Table 1 describes respondents by type of health education methods course completed. No statistically significant differences between groups based on gender, age, grade taught, and years of teaching experience were detected. Statistically significant differences were noted between groups based on the college/university granting teaching certification, and the highest degree held.
Scope of Coverage
Scope of coverage of health content was determined by recoding the data to show which respondents covered at least 50% of the topics within each content area, with respect to all 10 content areas combined. The degree to which respondents covered all 10 of the health content areas was significant when tested with the one-way analysis of variance (ANOVA) (F = [5.675.sub.(3,219)], P = .001). Post hoc analysis, using a Bonferroni adjustment comparing completion of each course (COMBO, HE, HE/PE) against respondents not completing a preservice methods course (NONE), found that respondents who completed both a health education methods course and a physical education methods course (HE/PE) as part of their preservice teacher preparation taught more of the 10 health content areas (scope) than did respondents who did not complete a preservice health education methods course (NONE) (Table 2). The mean number for the 10 health content areas taught was 7.54 (SD = 2.38).
Extent of Coverage
The depth to which each health content area was covered was statistically significant between groups, at the .05 level when tested with ANOVA, for all content areas except Community and Environmental Health. A Bonferroni adjustment for pairwise comparisons indicated that respondents who completed both a preservice health education methods course and a physical education methods course (HE/PE) taught more topics within all statistically significant content areas except Nutrition than did respondents who did not complete a health education methods course (NONE). Table 3 presents descriptive statistics and Bonferroni adjustment comparing those receiving preservice instruction in health education methods against those not receiving preservice health methods instruction.
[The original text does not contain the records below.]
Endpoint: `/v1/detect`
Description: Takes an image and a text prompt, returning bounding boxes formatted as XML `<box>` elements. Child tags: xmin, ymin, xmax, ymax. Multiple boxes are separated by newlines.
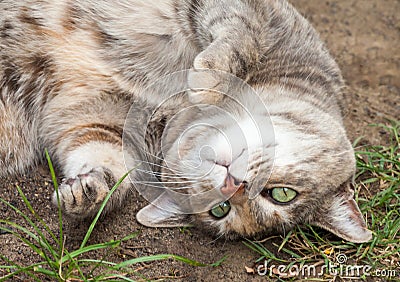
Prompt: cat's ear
<box><xmin>311</xmin><ymin>184</ymin><xmax>372</xmax><ymax>243</ymax></box>
<box><xmin>136</xmin><ymin>193</ymin><xmax>191</xmax><ymax>227</ymax></box>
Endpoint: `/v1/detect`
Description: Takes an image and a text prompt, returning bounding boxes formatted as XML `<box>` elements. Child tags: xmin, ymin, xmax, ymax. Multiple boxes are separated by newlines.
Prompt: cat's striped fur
<box><xmin>0</xmin><ymin>0</ymin><xmax>371</xmax><ymax>242</ymax></box>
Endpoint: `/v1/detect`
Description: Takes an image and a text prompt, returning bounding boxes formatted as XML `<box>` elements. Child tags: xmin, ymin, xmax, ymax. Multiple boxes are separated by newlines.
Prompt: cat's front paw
<box><xmin>53</xmin><ymin>167</ymin><xmax>113</xmax><ymax>218</ymax></box>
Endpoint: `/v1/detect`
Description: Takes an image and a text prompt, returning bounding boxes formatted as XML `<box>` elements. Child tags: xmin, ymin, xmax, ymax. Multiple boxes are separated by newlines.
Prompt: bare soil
<box><xmin>0</xmin><ymin>0</ymin><xmax>400</xmax><ymax>281</ymax></box>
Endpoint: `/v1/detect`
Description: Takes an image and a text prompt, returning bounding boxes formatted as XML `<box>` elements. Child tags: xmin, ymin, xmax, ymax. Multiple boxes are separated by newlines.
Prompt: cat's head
<box><xmin>137</xmin><ymin>85</ymin><xmax>371</xmax><ymax>242</ymax></box>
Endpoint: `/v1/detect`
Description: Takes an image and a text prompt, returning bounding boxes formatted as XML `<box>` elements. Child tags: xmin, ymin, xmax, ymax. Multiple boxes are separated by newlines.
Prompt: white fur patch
<box><xmin>64</xmin><ymin>141</ymin><xmax>127</xmax><ymax>178</ymax></box>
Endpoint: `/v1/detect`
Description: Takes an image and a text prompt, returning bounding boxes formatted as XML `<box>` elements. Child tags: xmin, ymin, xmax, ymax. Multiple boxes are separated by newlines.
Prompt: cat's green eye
<box><xmin>270</xmin><ymin>187</ymin><xmax>297</xmax><ymax>203</ymax></box>
<box><xmin>210</xmin><ymin>201</ymin><xmax>231</xmax><ymax>219</ymax></box>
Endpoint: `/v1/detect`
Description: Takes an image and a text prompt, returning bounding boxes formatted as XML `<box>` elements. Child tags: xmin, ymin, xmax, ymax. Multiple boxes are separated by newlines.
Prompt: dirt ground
<box><xmin>0</xmin><ymin>0</ymin><xmax>400</xmax><ymax>281</ymax></box>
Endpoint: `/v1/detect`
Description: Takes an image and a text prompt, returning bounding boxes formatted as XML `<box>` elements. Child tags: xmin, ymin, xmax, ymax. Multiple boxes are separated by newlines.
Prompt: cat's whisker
<box><xmin>136</xmin><ymin>166</ymin><xmax>204</xmax><ymax>179</ymax></box>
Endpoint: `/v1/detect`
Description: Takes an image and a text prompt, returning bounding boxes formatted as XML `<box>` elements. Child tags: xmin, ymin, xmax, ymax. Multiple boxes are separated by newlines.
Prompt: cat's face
<box><xmin>138</xmin><ymin>88</ymin><xmax>371</xmax><ymax>242</ymax></box>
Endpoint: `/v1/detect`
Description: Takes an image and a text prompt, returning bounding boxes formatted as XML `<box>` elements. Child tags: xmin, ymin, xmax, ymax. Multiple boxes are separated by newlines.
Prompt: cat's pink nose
<box><xmin>221</xmin><ymin>174</ymin><xmax>246</xmax><ymax>197</ymax></box>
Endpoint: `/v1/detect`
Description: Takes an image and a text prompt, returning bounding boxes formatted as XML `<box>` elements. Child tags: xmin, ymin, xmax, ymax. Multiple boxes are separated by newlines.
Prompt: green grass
<box><xmin>244</xmin><ymin>121</ymin><xmax>400</xmax><ymax>281</ymax></box>
<box><xmin>0</xmin><ymin>152</ymin><xmax>223</xmax><ymax>281</ymax></box>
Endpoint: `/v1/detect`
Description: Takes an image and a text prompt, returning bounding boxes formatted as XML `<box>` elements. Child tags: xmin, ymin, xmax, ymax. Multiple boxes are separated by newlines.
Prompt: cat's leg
<box><xmin>41</xmin><ymin>95</ymin><xmax>141</xmax><ymax>218</ymax></box>
<box><xmin>0</xmin><ymin>97</ymin><xmax>39</xmax><ymax>176</ymax></box>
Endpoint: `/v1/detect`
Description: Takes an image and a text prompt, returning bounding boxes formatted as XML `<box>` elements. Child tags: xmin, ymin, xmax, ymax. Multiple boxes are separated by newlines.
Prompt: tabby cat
<box><xmin>0</xmin><ymin>0</ymin><xmax>371</xmax><ymax>242</ymax></box>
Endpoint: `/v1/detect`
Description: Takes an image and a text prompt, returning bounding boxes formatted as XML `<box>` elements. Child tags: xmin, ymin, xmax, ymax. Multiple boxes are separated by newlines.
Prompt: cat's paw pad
<box><xmin>53</xmin><ymin>167</ymin><xmax>112</xmax><ymax>218</ymax></box>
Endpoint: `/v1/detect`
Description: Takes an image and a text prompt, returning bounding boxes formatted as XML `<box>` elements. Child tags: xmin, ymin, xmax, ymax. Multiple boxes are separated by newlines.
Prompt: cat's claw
<box><xmin>53</xmin><ymin>167</ymin><xmax>112</xmax><ymax>218</ymax></box>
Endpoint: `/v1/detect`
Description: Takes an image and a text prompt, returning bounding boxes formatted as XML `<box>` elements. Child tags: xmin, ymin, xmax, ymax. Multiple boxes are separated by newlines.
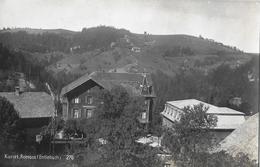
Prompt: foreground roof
<box><xmin>217</xmin><ymin>113</ymin><xmax>259</xmax><ymax>161</ymax></box>
<box><xmin>167</xmin><ymin>99</ymin><xmax>245</xmax><ymax>115</ymax></box>
<box><xmin>61</xmin><ymin>72</ymin><xmax>155</xmax><ymax>96</ymax></box>
<box><xmin>0</xmin><ymin>92</ymin><xmax>55</xmax><ymax>118</ymax></box>
<box><xmin>161</xmin><ymin>99</ymin><xmax>245</xmax><ymax>130</ymax></box>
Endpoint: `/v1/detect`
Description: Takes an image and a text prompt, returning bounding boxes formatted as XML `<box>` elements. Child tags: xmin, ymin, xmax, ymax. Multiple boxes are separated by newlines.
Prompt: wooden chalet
<box><xmin>61</xmin><ymin>72</ymin><xmax>155</xmax><ymax>123</ymax></box>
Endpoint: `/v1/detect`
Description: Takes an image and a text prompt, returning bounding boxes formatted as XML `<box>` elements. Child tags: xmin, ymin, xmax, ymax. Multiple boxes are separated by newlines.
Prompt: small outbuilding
<box><xmin>161</xmin><ymin>99</ymin><xmax>245</xmax><ymax>142</ymax></box>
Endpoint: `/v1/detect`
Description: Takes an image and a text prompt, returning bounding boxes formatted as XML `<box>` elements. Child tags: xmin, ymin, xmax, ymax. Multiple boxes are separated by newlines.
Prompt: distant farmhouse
<box><xmin>0</xmin><ymin>87</ymin><xmax>55</xmax><ymax>141</ymax></box>
<box><xmin>161</xmin><ymin>99</ymin><xmax>245</xmax><ymax>142</ymax></box>
<box><xmin>61</xmin><ymin>72</ymin><xmax>155</xmax><ymax>124</ymax></box>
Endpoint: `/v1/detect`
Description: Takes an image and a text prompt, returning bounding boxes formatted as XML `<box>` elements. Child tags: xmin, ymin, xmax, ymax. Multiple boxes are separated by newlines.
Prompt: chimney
<box><xmin>15</xmin><ymin>86</ymin><xmax>20</xmax><ymax>96</ymax></box>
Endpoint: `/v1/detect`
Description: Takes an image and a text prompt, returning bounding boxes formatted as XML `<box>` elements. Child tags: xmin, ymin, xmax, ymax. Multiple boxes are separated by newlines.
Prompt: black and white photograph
<box><xmin>0</xmin><ymin>0</ymin><xmax>260</xmax><ymax>167</ymax></box>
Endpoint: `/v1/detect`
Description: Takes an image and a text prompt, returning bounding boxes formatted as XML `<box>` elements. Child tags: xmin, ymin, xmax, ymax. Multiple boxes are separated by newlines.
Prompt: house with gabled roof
<box><xmin>61</xmin><ymin>72</ymin><xmax>156</xmax><ymax>124</ymax></box>
<box><xmin>0</xmin><ymin>87</ymin><xmax>55</xmax><ymax>141</ymax></box>
<box><xmin>161</xmin><ymin>99</ymin><xmax>245</xmax><ymax>143</ymax></box>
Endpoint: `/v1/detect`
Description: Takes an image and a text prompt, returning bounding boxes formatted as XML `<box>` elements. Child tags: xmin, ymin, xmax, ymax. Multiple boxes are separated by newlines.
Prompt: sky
<box><xmin>0</xmin><ymin>0</ymin><xmax>260</xmax><ymax>53</ymax></box>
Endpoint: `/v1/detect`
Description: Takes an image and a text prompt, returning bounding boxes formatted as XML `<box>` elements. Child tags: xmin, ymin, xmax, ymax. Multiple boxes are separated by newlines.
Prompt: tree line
<box><xmin>152</xmin><ymin>57</ymin><xmax>259</xmax><ymax>131</ymax></box>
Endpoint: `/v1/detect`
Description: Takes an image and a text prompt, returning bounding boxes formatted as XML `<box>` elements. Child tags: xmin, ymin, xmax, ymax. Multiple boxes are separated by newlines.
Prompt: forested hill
<box><xmin>0</xmin><ymin>43</ymin><xmax>79</xmax><ymax>93</ymax></box>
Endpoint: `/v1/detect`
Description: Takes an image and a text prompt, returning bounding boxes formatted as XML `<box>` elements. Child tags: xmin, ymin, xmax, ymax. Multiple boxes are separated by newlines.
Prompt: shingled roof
<box><xmin>61</xmin><ymin>72</ymin><xmax>155</xmax><ymax>97</ymax></box>
<box><xmin>161</xmin><ymin>99</ymin><xmax>245</xmax><ymax>130</ymax></box>
<box><xmin>0</xmin><ymin>92</ymin><xmax>55</xmax><ymax>118</ymax></box>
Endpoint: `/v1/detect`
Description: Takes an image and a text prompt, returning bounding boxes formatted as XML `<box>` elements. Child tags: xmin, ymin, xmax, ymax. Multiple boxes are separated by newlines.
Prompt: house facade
<box><xmin>161</xmin><ymin>99</ymin><xmax>245</xmax><ymax>143</ymax></box>
<box><xmin>61</xmin><ymin>72</ymin><xmax>155</xmax><ymax>123</ymax></box>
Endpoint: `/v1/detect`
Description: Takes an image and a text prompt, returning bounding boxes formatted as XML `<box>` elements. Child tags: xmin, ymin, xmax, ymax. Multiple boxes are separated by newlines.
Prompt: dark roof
<box><xmin>61</xmin><ymin>72</ymin><xmax>155</xmax><ymax>97</ymax></box>
<box><xmin>0</xmin><ymin>92</ymin><xmax>55</xmax><ymax>118</ymax></box>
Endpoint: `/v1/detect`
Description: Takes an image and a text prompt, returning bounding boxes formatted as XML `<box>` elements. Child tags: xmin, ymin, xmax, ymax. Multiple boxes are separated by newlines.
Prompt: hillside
<box><xmin>0</xmin><ymin>26</ymin><xmax>252</xmax><ymax>75</ymax></box>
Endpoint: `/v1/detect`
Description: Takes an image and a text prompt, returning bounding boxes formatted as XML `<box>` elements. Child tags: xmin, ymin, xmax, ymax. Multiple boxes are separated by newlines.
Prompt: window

Time Spent Teaching Health
One-way ANOVA determined that a statistically significant difference existed in the number of lessons taught per week (F = [3.060.sub.(24,29,732.87)], P = .029) and the number of minutes spent teaching health per week (F = [3.504.sub.(45482.17,1185507.6)], P = .016) when comparing the four groups. Mean number of minutes spent teaching a health lesson was 31.05 (SD = 18.40). Teachers taught approximately two health lessons per week (M = 2.41, SD = 1.63) with an average of 88.25 (SD = 68.17) minutes spent teaching health on a weekly basis. A Bonferroni adjustment for pairwise comparisons indicated no significant differences existed when comparing HE, COMBO, and HE/PE to NONE.
Results from this study indicated type of preservice methods course was less of an influence on teaching practices than the amount of preservice coursework completed. Individuals who completed both a health education methods course and a physical education methods course taught a greater number of the 10 health content areas than did individuals not receiving any preservice instruction in health education methods. The average number of content areas taught by individuals not receiving preservice health education methods instruction was 6.87 (SD = 2.54), while respondents completing both a health education methods course and a physical education methods course averaged 8.59 (SD = 1.86) of the 10 content areas. This finding is consistent with results from the School Health Education Evaluation, which determined that the more inservice training teachers received, the higher the percentage of a curriculum teachers implemented. (28)
The thoroughness with which respondents covered each content area also was influenced by the amount of coursework completed during preservice teacher preparation. Again, respondents completing both a health education methods course and a physical education methods course taught eight of the 10 health content areas in significantly greater depth than did respondents not completing any preservice health education coursework. This finding suggests that, while health education methods courses alone have the potential for exposing university students to a depth of content and teaching methods, additional exposure to content and teaching methods that could be gained by completing both courses significantly influenced the actual classroom practices. Perhaps completing the second course also increased the respondents' understanding of the importance of including health instruction in the curriculum and provided them with additional opportunities to teach health education topics.
Many respondents indicated that the topics included in the content area of Community and Environmental Health were covered in their science curriculum. Therefore, the finding of no statistically significant difference seems less surprising. Participants suggested that science instruction received a greater amount of instructional time in the curriculum than does health. For example, several respondents indicated they taught science for three, nine-week grading periods, and health for one, nine-week grading period. Also, preservice elementary teachers typically are required to complete a science methods course. Given this information it seems reasonable that preservice health education did not influence respondents' coverage of this content area.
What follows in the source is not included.